Il Trelane a cui si riferisce è l’antagonista affrontata da Kirk in Il Cavaliere di Gothos, episodio della serie classica in cui l’equipaggio della prima Enterprise si ritrova a essere la pedina del gioco di un essere misterioso, apparentemente onnipotente. Il timore degli sceneggiatori era che questa similitudine tra i due personaggi potesse venire accolta tutt’altro che positivamente dagli spettatori più affezionati di Star Trek, ma Roddenberry fu inamovibile. Ironicamente, nel romanzo di Peter David Q-Squared, venne lasciato intendere che Trelane fosse un giovane membro di Q, apparentemente figlio del diabolico esser interpretato da de Lancie.

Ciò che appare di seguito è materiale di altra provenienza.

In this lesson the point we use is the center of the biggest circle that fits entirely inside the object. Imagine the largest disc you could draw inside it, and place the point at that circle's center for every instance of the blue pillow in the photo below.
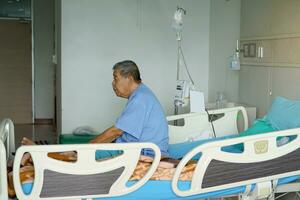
(284, 114)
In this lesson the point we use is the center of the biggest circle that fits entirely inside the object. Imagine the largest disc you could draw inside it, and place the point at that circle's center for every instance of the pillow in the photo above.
(258, 127)
(284, 114)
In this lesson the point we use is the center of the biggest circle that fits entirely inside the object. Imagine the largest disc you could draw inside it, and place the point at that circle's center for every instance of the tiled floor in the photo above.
(35, 132)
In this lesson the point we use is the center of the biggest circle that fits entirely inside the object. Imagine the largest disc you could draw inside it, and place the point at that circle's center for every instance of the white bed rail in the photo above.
(8, 137)
(3, 171)
(7, 146)
(257, 148)
(197, 125)
(85, 165)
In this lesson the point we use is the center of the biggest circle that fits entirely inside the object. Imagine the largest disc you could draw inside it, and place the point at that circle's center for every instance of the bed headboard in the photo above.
(198, 126)
(262, 160)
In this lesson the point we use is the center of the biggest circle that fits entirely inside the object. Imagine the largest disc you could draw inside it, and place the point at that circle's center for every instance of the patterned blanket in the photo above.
(164, 171)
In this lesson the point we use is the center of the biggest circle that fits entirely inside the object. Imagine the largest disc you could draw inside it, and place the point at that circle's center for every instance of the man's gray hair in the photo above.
(128, 68)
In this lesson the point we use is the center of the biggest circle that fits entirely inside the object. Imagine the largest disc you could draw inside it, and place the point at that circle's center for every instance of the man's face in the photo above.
(120, 85)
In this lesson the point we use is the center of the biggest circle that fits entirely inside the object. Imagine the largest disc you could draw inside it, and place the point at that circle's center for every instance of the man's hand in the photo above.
(108, 135)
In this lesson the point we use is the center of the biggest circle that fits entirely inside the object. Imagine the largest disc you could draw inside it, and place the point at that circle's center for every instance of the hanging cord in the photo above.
(212, 124)
(187, 70)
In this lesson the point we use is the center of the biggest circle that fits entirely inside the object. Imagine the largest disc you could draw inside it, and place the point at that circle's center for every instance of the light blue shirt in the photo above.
(143, 120)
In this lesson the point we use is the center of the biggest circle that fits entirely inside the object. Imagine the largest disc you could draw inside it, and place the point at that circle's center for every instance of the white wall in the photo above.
(224, 31)
(96, 34)
(43, 23)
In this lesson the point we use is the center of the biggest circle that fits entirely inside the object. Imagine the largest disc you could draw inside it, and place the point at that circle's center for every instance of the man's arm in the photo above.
(108, 135)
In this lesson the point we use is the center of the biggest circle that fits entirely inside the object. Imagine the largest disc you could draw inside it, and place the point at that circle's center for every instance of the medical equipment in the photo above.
(234, 63)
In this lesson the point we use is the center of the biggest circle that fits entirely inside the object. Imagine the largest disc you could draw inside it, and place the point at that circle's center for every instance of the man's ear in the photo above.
(130, 78)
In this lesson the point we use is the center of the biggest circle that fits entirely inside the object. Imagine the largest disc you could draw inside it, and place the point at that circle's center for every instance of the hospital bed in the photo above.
(230, 165)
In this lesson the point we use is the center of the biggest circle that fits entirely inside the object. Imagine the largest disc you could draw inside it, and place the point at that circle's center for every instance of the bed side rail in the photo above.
(198, 126)
(262, 160)
(86, 178)
(3, 171)
(8, 137)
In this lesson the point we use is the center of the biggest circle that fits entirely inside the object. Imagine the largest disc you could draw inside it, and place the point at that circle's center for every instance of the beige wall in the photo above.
(224, 31)
(273, 25)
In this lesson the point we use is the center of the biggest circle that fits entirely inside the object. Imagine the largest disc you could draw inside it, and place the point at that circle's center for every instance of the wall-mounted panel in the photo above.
(254, 88)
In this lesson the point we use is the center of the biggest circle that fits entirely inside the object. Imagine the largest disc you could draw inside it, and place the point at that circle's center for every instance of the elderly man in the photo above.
(142, 120)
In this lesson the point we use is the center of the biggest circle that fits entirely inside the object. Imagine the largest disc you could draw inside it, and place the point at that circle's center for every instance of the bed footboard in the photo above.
(198, 125)
(86, 178)
(261, 159)
(7, 135)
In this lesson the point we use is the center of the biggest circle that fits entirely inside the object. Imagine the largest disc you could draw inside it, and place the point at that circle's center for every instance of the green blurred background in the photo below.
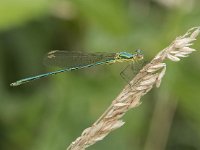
(50, 113)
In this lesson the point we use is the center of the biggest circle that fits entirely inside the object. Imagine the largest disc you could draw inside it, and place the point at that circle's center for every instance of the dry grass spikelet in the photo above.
(149, 75)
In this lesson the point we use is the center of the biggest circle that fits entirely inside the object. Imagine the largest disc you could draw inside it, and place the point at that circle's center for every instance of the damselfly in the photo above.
(73, 60)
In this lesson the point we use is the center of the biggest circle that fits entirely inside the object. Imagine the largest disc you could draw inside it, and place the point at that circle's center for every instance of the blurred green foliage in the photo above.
(51, 113)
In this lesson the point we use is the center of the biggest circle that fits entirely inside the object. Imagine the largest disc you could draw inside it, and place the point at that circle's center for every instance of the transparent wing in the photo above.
(75, 58)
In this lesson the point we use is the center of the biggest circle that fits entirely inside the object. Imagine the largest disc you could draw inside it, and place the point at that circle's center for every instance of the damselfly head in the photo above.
(139, 54)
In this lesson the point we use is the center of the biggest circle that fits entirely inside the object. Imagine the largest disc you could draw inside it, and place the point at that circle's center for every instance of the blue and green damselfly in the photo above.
(73, 60)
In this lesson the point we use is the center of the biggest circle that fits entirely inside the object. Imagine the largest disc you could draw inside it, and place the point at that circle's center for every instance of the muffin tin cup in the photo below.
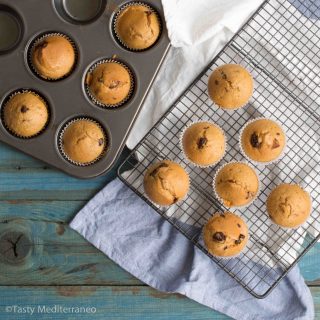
(37, 41)
(114, 25)
(99, 103)
(5, 105)
(258, 163)
(60, 142)
(300, 225)
(182, 149)
(221, 200)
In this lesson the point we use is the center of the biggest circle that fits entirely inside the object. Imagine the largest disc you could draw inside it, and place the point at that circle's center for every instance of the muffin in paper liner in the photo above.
(298, 226)
(261, 163)
(202, 241)
(60, 142)
(182, 148)
(92, 96)
(179, 202)
(37, 41)
(230, 110)
(221, 200)
(118, 14)
(22, 91)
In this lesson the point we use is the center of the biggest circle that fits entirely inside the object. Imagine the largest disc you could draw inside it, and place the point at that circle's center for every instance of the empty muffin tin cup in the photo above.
(118, 14)
(221, 200)
(92, 96)
(38, 41)
(259, 163)
(182, 148)
(11, 29)
(65, 155)
(5, 103)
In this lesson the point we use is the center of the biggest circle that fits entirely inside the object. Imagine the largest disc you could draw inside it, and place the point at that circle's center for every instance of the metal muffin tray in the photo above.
(89, 25)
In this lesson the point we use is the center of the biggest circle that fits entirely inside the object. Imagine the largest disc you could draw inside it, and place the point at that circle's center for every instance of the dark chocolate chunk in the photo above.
(202, 142)
(219, 236)
(24, 109)
(254, 140)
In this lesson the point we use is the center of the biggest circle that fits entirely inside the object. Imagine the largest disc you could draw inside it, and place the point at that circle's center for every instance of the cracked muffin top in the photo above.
(137, 27)
(288, 205)
(225, 234)
(166, 182)
(230, 86)
(109, 83)
(203, 143)
(83, 141)
(263, 140)
(53, 57)
(236, 184)
(25, 114)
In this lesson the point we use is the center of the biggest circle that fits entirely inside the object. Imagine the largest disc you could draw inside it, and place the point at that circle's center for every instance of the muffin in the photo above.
(225, 235)
(166, 182)
(263, 140)
(137, 27)
(25, 114)
(236, 184)
(53, 57)
(83, 141)
(203, 143)
(109, 83)
(230, 86)
(288, 205)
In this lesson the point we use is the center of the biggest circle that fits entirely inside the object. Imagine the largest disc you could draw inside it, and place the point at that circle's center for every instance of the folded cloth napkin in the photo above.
(138, 239)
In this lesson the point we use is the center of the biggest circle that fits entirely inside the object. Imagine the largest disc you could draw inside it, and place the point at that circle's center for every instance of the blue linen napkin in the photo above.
(138, 239)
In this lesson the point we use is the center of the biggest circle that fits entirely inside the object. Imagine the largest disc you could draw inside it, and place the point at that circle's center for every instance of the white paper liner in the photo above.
(300, 225)
(184, 154)
(60, 142)
(260, 163)
(39, 40)
(17, 92)
(201, 238)
(221, 200)
(124, 7)
(91, 95)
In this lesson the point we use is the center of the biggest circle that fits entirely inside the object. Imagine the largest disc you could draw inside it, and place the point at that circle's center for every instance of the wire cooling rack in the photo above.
(280, 46)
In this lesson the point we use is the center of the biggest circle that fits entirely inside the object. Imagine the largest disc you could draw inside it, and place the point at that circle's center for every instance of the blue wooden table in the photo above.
(44, 263)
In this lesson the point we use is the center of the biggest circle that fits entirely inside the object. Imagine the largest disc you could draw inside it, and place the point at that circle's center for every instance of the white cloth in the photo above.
(197, 30)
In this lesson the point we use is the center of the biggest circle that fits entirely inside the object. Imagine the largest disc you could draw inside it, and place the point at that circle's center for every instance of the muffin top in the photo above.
(166, 182)
(53, 57)
(109, 83)
(225, 234)
(138, 27)
(25, 114)
(263, 140)
(289, 205)
(236, 184)
(230, 86)
(83, 141)
(203, 143)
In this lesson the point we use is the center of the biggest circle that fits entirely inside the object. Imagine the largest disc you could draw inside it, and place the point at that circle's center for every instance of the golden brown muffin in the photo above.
(137, 27)
(203, 143)
(53, 57)
(236, 184)
(166, 182)
(230, 86)
(225, 235)
(263, 140)
(25, 114)
(109, 83)
(83, 141)
(289, 205)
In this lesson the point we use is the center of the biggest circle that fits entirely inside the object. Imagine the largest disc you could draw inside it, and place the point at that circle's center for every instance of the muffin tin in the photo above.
(89, 24)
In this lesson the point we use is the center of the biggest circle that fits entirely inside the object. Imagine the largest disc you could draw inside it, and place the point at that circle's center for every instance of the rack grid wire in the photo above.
(280, 46)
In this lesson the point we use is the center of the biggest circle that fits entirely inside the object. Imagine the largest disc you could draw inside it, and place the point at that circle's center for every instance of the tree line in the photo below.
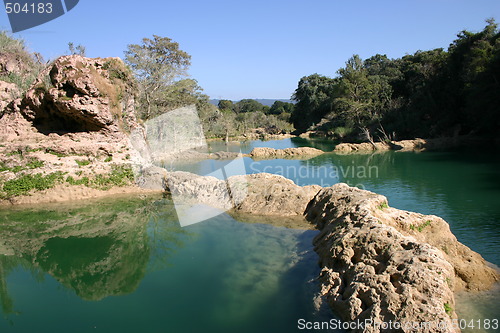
(425, 94)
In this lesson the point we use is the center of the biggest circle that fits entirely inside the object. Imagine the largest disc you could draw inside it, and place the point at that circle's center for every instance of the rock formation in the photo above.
(75, 98)
(407, 145)
(265, 153)
(384, 264)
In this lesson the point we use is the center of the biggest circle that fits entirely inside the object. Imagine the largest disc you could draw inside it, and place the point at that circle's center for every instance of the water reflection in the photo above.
(96, 250)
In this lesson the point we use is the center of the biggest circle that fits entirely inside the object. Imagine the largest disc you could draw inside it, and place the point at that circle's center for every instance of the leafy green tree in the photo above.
(158, 63)
(248, 105)
(314, 96)
(225, 104)
(280, 107)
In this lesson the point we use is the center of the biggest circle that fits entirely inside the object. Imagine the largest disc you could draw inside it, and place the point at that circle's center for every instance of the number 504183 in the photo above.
(33, 8)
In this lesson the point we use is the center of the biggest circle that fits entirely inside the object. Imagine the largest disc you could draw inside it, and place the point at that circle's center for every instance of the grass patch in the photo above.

Una volta concordato di portare in scena il personaggio, si decise di affidarlo all’attore John de Lancie, una scelta che fece la fortuna del personaggio. Non c’è un solo addetto ai lavori di Star Trek che non consideri Q una figura perfettamente riuscita, grazie alle spiccate doti recitative di de Lancie, che interpretò al meglio l’alieno, sin dalla sua prima apparizione. I suoi colleghi attori rimasero sbalorditi dal modo in cui fece suo lo spirito del personaggio, creando una dinamica relazione palpabile e indimenticabile con Picard.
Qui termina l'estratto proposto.